- Genre: Comedy; Crime; Mystery;
- Based on: Sherlock Holmes by Arthur Conan Doyle
- Written by: Kenneth Johnson
- Directed by: Kenneth Johnson
- Starring: Anthony Higgins; Debrah Farentino; Ken Pogue; Kerry Sandomirsky;
- Music by: James Di Pasquale
- Country of origin: United States
- Original language: English

Production
- Executive producers: Kenneth Johnson; Daniel Grodnik; Jon Slan;
- Cinematography: Ken Orieux
- Editor: David Strohmaier
- Running time: 96 minutes
- Production companies: Kenneth Johnson Productions; Paragon Entertainment Corporation;

Original release
- Network: CBS
- Release: September 12, 1993

= 1994 Baker Street: Sherlock Holmes Returns =

1993 television film directed by Kenneth Johnson

1994 Baker Street: Sherlock Holmes Returns, or Sherlock Holmes Returns! In The Adventure of the Tiger's Revenge and sometimes shortened to just Sherlock Holmes Returns, is a 1993 American television movie about the fictional detective Sherlock Holmes, starring Anthony Higgins as Holmes. In its title and basic premise, it is very similar to a 1987 TV movie, The Return of Sherlock Holmes, but the plot details of the two films are quite different.

==Plot==
Sherlock Holmes is awakened in modern times from suspended animation as a result of an earthquake. He is aided in his recovery by Dr. Amy Winslow, who lives in Baker Street in San Francisco. Holmes pits his wits against the descendants of the Moriarty family, led by James Moriarty Booth. He is also aided by a new group of Baker Street Irregulars led by Zapper.

==Cast==
- Anthony Higgins as Sherlock Holmes
- Debrah Farentino as Amy Winslow
- Ken Pogue as James Moriarty Booth
- Kerry Sandomirsky as Mrs.
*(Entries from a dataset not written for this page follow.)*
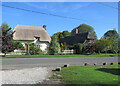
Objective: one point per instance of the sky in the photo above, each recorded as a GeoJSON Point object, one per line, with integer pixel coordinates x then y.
{"type": "Point", "coordinates": [102, 17]}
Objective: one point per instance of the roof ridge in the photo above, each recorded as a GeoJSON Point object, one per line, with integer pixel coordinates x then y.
{"type": "Point", "coordinates": [27, 25]}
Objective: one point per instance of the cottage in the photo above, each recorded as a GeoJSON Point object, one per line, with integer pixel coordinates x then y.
{"type": "Point", "coordinates": [85, 38]}
{"type": "Point", "coordinates": [38, 35]}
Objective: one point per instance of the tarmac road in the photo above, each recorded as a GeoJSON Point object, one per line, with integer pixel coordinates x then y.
{"type": "Point", "coordinates": [18, 63]}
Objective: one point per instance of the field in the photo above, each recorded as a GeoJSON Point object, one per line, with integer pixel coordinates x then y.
{"type": "Point", "coordinates": [91, 75]}
{"type": "Point", "coordinates": [46, 56]}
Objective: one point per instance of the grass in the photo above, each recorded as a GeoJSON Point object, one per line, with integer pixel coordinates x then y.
{"type": "Point", "coordinates": [91, 75]}
{"type": "Point", "coordinates": [46, 56]}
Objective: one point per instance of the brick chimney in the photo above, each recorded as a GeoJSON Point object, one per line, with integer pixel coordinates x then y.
{"type": "Point", "coordinates": [76, 31]}
{"type": "Point", "coordinates": [44, 26]}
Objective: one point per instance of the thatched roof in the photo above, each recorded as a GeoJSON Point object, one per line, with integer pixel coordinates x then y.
{"type": "Point", "coordinates": [77, 38]}
{"type": "Point", "coordinates": [25, 32]}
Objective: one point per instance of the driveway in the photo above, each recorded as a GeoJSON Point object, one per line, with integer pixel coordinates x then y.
{"type": "Point", "coordinates": [18, 63]}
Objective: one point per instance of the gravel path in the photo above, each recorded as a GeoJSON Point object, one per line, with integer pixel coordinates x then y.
{"type": "Point", "coordinates": [25, 76]}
Ortega
- Mark Adair-Rios as Zapper

==Production==
It was written and directed by Kenneth Johnson, and was broadcast on CBS. Higgins had previously played Professor Moriarty in Young Sherlock Holmes (1985). The television film was intended to lead to an ongoing series featuring Sherlock Holmes and Doctor Winslow.

==Reception==
Variety described the film as "derivative premise, thin content and production values, awkward dialogue...and consistent overacting."

== Home media ==
The film was released on DVD in Germany for Region 2 by PIDAX FILM.

==Novelisation==
In 2022, the film's writer-director Kenneth Johnson released a novel based on the film entitled Holmes Coming, with the setting updated to the 2020s.